NEW DELHI (Reuters) - India’s top private firm, Reliance Industries Ltd, on Monday signed a contract for a second exploration block off the Oman coast in the Gulf, a senior company official told Reuters.
“Block 41 is adjacent to our existing block in Oman and is spread over 20,000 square kilometres,” Atul Chandra, president, international operations at Reliance, said.
He said the deepwater exploration block is 100 percent owned by Reliance subsidiary, Reliance Exploration & Production DMCC.
In 2005, the Oman government awarded Block 18 to Reliance. The block is spread over 18,000 square kilometres.
Chandra said Reliance has been actively pursuing petroleum exploration activities in the Middle East, Asia-Pacific region and South America.
Oman’s oil ministry and Gas said it had awarded another concession to the United Arab Emirates-based Rak Petroleum. Block 30, an onshore concession spread over 1,185 sq km (457.6 sq miles), lies in country’s south.
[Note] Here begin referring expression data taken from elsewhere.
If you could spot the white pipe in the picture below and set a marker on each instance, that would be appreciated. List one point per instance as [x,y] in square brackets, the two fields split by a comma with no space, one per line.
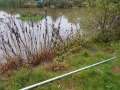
[58,77]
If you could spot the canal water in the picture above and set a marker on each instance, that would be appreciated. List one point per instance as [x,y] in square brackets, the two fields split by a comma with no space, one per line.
[18,37]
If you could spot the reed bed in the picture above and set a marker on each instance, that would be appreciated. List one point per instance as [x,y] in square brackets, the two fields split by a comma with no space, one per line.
[28,43]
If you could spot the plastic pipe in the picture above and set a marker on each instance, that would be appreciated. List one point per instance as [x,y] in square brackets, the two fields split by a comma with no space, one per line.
[58,77]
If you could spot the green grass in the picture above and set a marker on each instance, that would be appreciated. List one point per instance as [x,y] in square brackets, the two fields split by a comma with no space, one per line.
[102,77]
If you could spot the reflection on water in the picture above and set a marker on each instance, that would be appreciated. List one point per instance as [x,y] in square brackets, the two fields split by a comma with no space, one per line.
[23,37]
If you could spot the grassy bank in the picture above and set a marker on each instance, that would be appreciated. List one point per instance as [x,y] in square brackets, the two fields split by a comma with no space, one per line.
[102,77]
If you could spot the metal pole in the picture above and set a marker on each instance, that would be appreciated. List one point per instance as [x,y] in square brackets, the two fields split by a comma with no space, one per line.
[58,77]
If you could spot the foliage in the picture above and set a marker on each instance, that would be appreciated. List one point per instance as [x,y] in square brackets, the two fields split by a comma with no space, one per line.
[106,19]
[29,17]
[106,73]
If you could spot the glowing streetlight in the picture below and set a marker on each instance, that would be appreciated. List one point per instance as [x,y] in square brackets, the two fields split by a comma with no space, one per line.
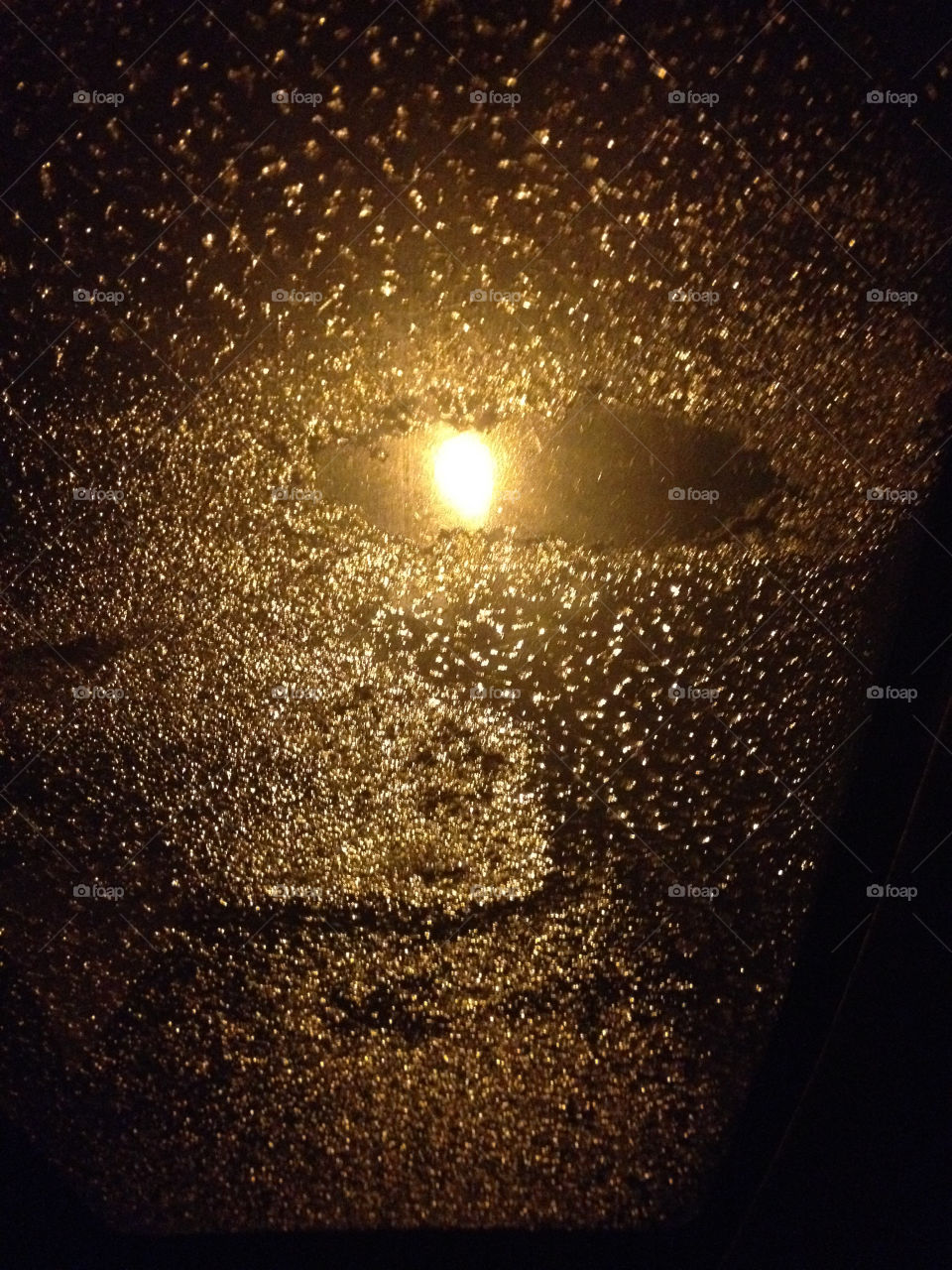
[463,471]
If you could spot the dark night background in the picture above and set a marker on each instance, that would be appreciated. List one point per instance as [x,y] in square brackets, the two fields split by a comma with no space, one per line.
[842,1155]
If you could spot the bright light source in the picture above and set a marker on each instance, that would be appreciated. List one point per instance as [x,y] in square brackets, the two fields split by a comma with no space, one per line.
[463,471]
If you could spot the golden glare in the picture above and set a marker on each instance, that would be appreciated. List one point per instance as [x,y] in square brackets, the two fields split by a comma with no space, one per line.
[465,475]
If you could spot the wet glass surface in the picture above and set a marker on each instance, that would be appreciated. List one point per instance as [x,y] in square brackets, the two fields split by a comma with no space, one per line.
[405,760]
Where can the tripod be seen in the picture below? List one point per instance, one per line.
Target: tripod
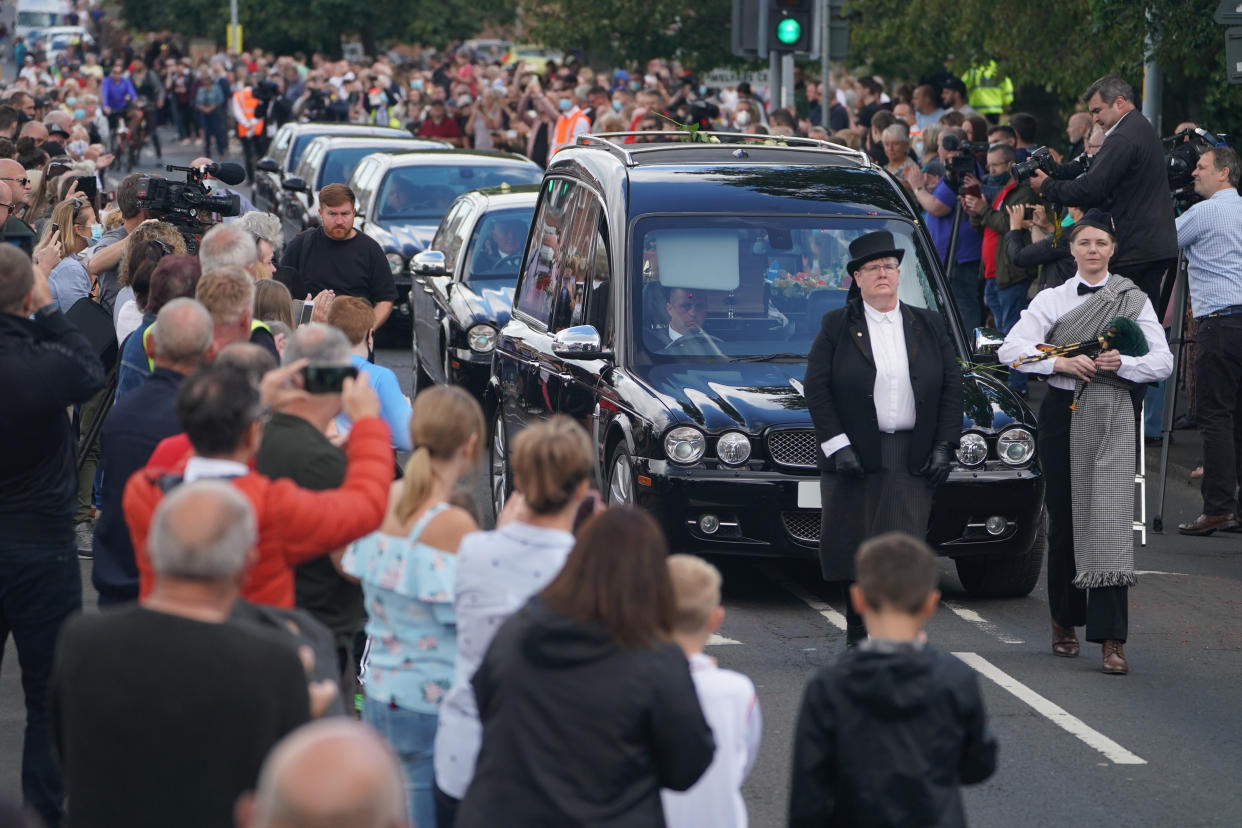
(1176, 340)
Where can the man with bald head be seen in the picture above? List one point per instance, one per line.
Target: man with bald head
(327, 774)
(179, 344)
(172, 679)
(13, 175)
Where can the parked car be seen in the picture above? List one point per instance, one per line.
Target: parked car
(463, 286)
(709, 431)
(286, 150)
(332, 160)
(401, 200)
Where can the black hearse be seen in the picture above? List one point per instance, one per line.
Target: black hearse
(709, 431)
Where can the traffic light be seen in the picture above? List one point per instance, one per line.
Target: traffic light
(790, 25)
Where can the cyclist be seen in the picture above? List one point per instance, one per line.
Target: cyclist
(117, 91)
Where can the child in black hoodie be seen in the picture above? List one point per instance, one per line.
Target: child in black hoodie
(888, 733)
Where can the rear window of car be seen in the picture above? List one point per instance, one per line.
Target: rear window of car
(425, 193)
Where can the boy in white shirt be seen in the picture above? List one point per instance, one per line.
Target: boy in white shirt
(728, 699)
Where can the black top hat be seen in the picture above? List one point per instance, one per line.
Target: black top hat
(877, 245)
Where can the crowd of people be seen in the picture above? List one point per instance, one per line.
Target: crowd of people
(232, 472)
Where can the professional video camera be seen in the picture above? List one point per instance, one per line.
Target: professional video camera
(1040, 159)
(965, 160)
(189, 205)
(1183, 157)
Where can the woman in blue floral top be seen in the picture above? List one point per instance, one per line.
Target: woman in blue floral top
(406, 570)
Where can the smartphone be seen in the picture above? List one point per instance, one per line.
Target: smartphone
(326, 379)
(88, 186)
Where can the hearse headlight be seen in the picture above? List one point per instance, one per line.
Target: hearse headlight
(684, 445)
(481, 338)
(973, 450)
(733, 448)
(1015, 446)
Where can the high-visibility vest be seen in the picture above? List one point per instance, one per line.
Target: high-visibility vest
(565, 128)
(244, 112)
(989, 93)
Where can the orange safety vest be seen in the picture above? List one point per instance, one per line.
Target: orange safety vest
(565, 126)
(247, 103)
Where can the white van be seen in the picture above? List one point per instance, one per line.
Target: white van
(36, 15)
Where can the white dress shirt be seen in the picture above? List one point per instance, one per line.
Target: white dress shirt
(1048, 306)
(893, 395)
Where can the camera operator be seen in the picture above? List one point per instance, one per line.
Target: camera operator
(1128, 179)
(1210, 232)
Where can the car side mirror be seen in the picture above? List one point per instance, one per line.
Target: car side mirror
(988, 342)
(580, 342)
(429, 262)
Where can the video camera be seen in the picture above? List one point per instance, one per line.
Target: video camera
(189, 205)
(1183, 157)
(965, 159)
(1041, 159)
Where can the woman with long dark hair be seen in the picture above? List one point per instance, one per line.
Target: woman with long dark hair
(588, 708)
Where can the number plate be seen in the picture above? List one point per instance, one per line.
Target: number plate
(809, 494)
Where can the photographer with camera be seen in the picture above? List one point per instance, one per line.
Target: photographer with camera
(1210, 232)
(1127, 179)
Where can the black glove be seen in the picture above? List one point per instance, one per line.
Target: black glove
(846, 462)
(937, 467)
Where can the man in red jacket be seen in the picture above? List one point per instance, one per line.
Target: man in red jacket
(221, 412)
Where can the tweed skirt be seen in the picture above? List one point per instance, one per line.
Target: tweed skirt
(853, 509)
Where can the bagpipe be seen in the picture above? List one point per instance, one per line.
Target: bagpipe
(1122, 334)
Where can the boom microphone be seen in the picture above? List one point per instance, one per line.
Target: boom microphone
(227, 171)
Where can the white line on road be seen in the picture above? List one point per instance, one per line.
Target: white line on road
(831, 615)
(973, 617)
(1056, 714)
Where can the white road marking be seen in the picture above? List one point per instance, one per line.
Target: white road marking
(1056, 714)
(831, 615)
(973, 617)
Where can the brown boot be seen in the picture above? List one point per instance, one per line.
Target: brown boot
(1114, 658)
(1065, 642)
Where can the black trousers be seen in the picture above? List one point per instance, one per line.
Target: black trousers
(1149, 276)
(1219, 412)
(1104, 611)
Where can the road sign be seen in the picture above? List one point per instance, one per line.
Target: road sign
(1228, 13)
(1233, 54)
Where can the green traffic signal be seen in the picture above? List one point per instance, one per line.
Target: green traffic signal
(789, 31)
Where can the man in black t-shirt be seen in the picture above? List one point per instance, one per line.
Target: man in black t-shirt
(173, 684)
(337, 257)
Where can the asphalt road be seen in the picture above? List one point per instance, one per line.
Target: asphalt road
(1161, 746)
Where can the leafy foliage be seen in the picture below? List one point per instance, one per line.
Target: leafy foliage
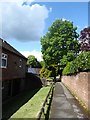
(60, 43)
(85, 39)
(80, 64)
(45, 73)
(33, 62)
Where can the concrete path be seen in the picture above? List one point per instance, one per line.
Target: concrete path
(64, 105)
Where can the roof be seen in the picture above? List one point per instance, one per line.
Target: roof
(8, 47)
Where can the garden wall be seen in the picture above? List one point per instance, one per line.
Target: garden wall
(80, 85)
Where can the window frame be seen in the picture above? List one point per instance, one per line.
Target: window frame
(4, 58)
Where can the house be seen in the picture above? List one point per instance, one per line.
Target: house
(12, 70)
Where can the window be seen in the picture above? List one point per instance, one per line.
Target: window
(3, 60)
(20, 63)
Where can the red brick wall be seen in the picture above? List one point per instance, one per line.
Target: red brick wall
(80, 85)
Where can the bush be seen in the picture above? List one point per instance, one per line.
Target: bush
(80, 64)
(71, 68)
(45, 73)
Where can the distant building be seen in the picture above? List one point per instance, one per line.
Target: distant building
(12, 70)
(34, 70)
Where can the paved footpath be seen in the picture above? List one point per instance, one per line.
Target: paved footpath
(64, 105)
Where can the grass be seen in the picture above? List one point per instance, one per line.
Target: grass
(13, 104)
(33, 106)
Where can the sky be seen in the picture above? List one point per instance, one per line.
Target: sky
(23, 23)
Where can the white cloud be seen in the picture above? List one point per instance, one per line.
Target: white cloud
(37, 54)
(23, 22)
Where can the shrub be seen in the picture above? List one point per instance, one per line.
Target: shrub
(80, 64)
(71, 68)
(45, 73)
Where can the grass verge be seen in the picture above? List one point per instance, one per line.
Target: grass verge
(81, 103)
(32, 107)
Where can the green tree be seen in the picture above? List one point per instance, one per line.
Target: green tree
(33, 62)
(60, 43)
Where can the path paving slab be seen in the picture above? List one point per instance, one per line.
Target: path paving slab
(64, 105)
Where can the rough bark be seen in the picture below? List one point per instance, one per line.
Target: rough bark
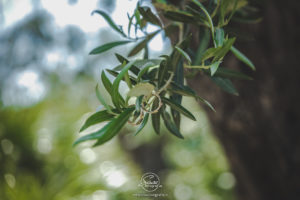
(260, 129)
Last week Iraq’s Kurdish Regional Government (KRG) said it had awarded two onshore blocks to Reliance.
Chandra said the firm will soon start exploration activities on the two Kurdish blocks, Rovi and Sarta.
Asked if Reliance paid signing bonus of $15.5 million-$17.5 million, as reported in the Indian press, for acquiring exploration licence for the two Kurdish blocks, Chandra said: “We have not paid any signature bonus to KRG so far. The amount quoted in the local media is incorrect.”
Reliance established a local office in Erbil in 2006 and has undertaken extensive geological work over the past year in Kurdistan region, he said.
Reliance also owns exploration blocks in Yemen, East Timor, Australia and Colombia through its subsidiaries.